Parshat Chayei Sara
Overview
Sarah, Mother of the Jewish People, passes on at age 127. After mourning and eulogizing her, Avraham seeks to bury her in the Cave of Machpela. As this is the burial place of Adam and Chava, Avraham pays its owner, Ephron the Hittite, an exorbitant sum. Avraham sends his faithful servant Eliezer to find a suitable wife for his son Yitzchak, making him swear to choose a wife only from among Avrahams family. Eliezer travels to Aram Naharaim and prays for a sign. Providentially, Rivka appears. Eliezer asks for water. Not only does she give him water, but she draws water for all 10 of his thirsty camels. (Some 140 gallons!) This extreme kindness marks her as the right wife for Yitzchak and a suitable Mother of the Jewish People. Negotiations with Rivka's father and her brother Lavan result in her leaving with Eliezer. Yitzchak brings Rivka into his mother Sarahs tent, marries her and loves her. He is then consoled for the loss of his mother. Avraham remarries Hagar who is renamed Ketura to indicate her improved ways. Six children are born to them. After giving them gifts, Avraham sends them to the East.

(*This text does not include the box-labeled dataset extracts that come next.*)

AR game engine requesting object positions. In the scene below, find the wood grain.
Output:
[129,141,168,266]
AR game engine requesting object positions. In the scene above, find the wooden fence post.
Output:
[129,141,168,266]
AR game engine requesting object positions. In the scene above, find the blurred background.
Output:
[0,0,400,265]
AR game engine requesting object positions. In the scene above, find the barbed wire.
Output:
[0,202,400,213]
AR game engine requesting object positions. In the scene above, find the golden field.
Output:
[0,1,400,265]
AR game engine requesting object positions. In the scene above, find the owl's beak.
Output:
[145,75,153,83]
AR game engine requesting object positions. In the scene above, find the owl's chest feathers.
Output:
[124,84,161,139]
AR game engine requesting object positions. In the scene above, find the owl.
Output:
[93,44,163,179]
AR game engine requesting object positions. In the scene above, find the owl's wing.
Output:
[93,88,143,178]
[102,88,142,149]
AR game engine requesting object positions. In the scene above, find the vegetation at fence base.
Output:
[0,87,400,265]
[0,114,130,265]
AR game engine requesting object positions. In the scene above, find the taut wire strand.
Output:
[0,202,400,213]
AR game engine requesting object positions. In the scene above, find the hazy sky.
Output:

Avraham passes away at the age of 175 and is buried next to Sarah in the Cave of Machpela.
Insights
The Dust of Greatness
“Come, blessed of G-d” (24:31)
About three hundred years ago, in the 1960’s there was a TV hairspray commercial whose slogan was, “The closer you get, the better she looks!” Judging by the model's hairdo, this particular hairspray made motorcycle crash-helmets redundant. (Could be they were pitching their sales at Hell’s Angels?)
It always struck me that the closer you got to the rich and the beautiful, the less and less better they looked.
Unlike the denizens of Hollywood, to whom proximity usually reveals nothing but larger and larger flaws, the privilege of spending time with a true Torah Sage demonstrates the closer you get — the better they look.
Recently we experienced the passing of one of the greatest Rabbis of our age, Rabbi Ovadia Yosef, zatzal. Listening to the eulogies of this extraordinary man reminded me of the time I met Rabbi Shlomo Zalman Auerbach, zatzal. The meeting cannot have lasted more than five minutes. My grasp of Hebrew at the time was negligible. However, when I left the room I felt like a different person. It was nothing he had said. He had barely looked at me. It came from merely being in his presence. I left his room with the dust of greatness on me.
The four species of Succot — the palm frond, the etrog, the willow and the myrtle — represent four kinds of Jewish people. The etrog has a beautiful aroma and it tastes good. The etrog symbolizes a Jew who has both Torah and mitzvot. The palm tree yields dates, which taste good, but the tree has no aroma. This symbolizes the Jew who has Torah but no mitzvot. The myrtle has a beautiful aroma, but it has no taste. This is the Jew who has mitzvot but no Torah. And finally, the willow, which has neither taste nor aroma. This is the Jew who has neither Torah nor mitzvot. Without this willow, however, one cannot perform the mitzvah of the four species – and without the “willow-Jew” the Jewish People is not the Jewish People. It is not Klal Yisrael.
The willow is essential to the wholeness of the Jewish People. By itself, however, it has little or nothing to recommend it. Why then is the lowly willow accorded a special day of its own during Succot on Hoshana Rabba? Why does the willow, the least auspicious of the four species, have its own day? There is no ‘Etrog Day’ or ‘Lulav Day’ during Succot. What is so special about the willow that it merits its own special day?
Everything in this world recognizes itself by its opposite. A pigmy can never understand what small is until he meets a Watussi giant. And someone on a low spiritual level can only recognize where he is when he meets someone great.
When Lavan saw Eliezer he mistook him for Avraham Avinu. Eliezer was no Avraham Avinu, but to Lavan he was a spiritual giant. Through his encounter with Eliezer, Lavan recognized his own lowliness, and in doing so he was elevated to a point where his words had the power to change reality. For when Lavan said, “Come, blessed of G-d,” Eliezer emerged from the curse of being a descendent of Canaan, and became in truth a baruch, “blessed.”
The same is true of the willow. By being bound together with the other species and recognizing its lowliness, it is elevated to the point that it has a power of its own, distinct from its role of completing the four species. The discovery of true self that comes through self-effacement and humility makes the willow worthy to have its own day in the festival.
Few things can be more depressing than realizing exactly how low we are spiritually, how far we are from where G-d wants us to be, how far we are from where we ourselves want to be.
And, yet, that “willow moment” can unlock the key to true spiritual power.